Il regista segue così le vite parallele delle due donne che, separate, sembrano essere entrambe destinate all’infelicità. Ne mostra tutte le difficoltà, quelle economiche di Guida che deve tirar su un bambino da sola, e quelle fisiche di Euridice che non vuole avere figli e mal sopporta le eccessive effusioni del marito Antenor (interpretato da Gregório Duvivier).
Le due sorelle continueranno a cercarsi sempre: per tutti gli anni ‘50 e ‘60 Guida continua a scrivere lettere alla sorella pensandola a Vienna a condurre una vita da concertista, mentre Euridice ingaggia un detective, non particolarmente bravo oserei dire, per rintracciare la sorella ovunque essa sia.
La pellicola è girata in 16 millimetri, con una notevole ricerca cromatica e con l’effetto stop focus delle immagini vecchie, curate dalla sapiente mano di Hélène Louvart. Euridice vive prevalentemente in interni claustrofobici dove la cinepresa è fissa e con poca profondità di campo, mentre quelli in cui si muove Guida sono più spaziosi, ma minacciosi. La Rio de Janeiro degli anni ’50 è dipinta come una città inospitale fatta di vicoli e prostituzione. A parte l’incipit iniziale pienamente naturale con mare, verde e roccia, solo alcuni panorami qua e la mostrano l’inconfondibile skyline del golfo di Rio.

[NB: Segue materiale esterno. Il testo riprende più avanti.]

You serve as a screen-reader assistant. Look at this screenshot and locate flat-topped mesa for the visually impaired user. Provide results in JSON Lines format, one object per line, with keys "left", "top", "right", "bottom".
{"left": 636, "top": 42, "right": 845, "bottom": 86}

La grande attenzione alle ambientazioni è dovuta anche al fatto che il regista è laureato in architettura, ed è un visual artist. Ha realizzato varie installazioni oltre che documentari, fiction televisive e diversi altri lungometraggi selezionati a Cannes, Berlino e per due volte a Venezia. Così afferma: «Ero intenzionato a raccontare una storia di solidarietà”, una storia che sottolineasse il fatto che siamo molto più forti insieme di quanto lo siamo da soli, indipendentemente da quanto potremmo essere diversi. Con “La vita invisibile di Eurídice Gusmão”, ho immaginato un film con colori molto saturi, con l’obiettivo molto vicino ai personaggi, che palpitasse con loro. Ho immaginato un film pieno di sensualità, di musica, di dramma, lacrime, sudore e mascara, ma anche un film gravido di crudeltà, violenza e sesso; un film che non ha paura di essere sentimentale, più grande della vita stessa – un film che battesse con i cuori delle mie due amate protagoniste: Guida ed Eurídice».
“La vita invisibile di Euridice Gusmão” è stato premiato come miglior film al 72mo festival di Cannes nella categoria Un certain regard ed è candidato a rappresentare il Brasile ai prossimi Oscar.